Не знаю, кому – как, а мне, в связи со всеми этими дифицитно-карьерно-сексуальными историями, вспоминается (может быть, и не совсем по теме нашего сегодняшнего разговора – но, всё же) цитата из статьи русского эмигрантского публициста, проф. Ивана Ильина:
"…Откуда известно, что каждый глупец способен разбираться в государственных делах? Как можно назначить безвольного пролазу – полководцем? Может ли человек с горизонтом трейд-юниониста управлять империей? Почему не сажают слепого за микроскоп? Годится ли безбожный неуч в священники?… Каких детей воспитает развратная гувернантка?…К каким политическим выборам способен продажный, застращённый, изголодавшийся народ?"
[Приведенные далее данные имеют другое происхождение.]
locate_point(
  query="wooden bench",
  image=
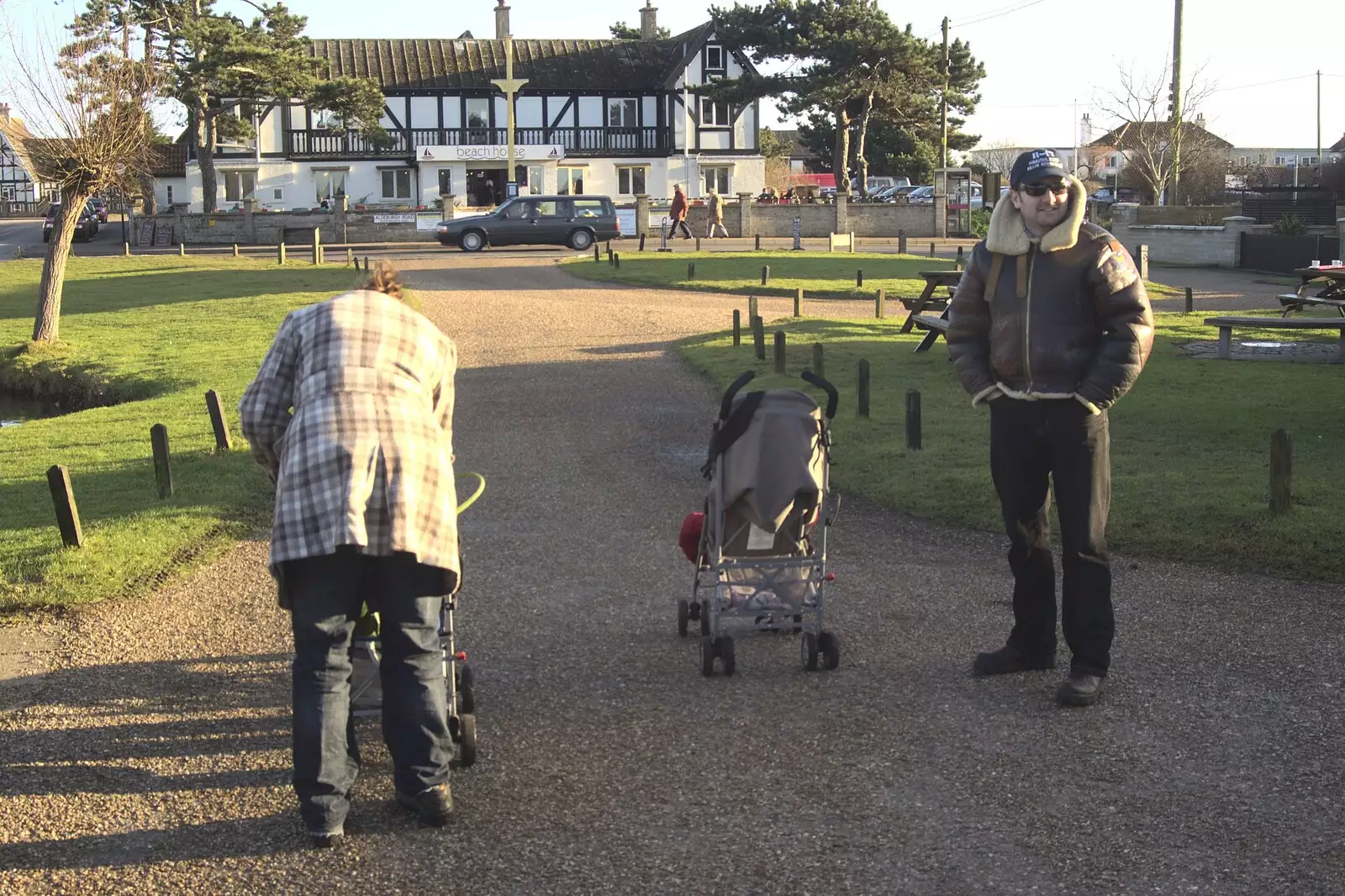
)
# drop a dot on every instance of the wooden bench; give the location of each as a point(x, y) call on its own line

И, подхватывая мысль профессора Ильина, задам ещё один вопрос: о каком таком нравственном климате можно говорить в обществе, члены которого за десятилетия совецкой власти привыкли решать все свои вопросы – от приобретения туалетной бумаги и до назначения на должность – через "отдаться"? Действительно, о каком?…
P.S. Ну, и насчёт "прекрасного совецкого прошлого". Ничего там такого уж "распрекрасного" не было, и никакой такой "высокой морали и нравственности" – а было обычное ханжество и лицемерие. А гордиться ханжеством и лицемерием могут только лишь ханжи, лицемеры – да персонажи, вроде тех, о которых я рассказал выше.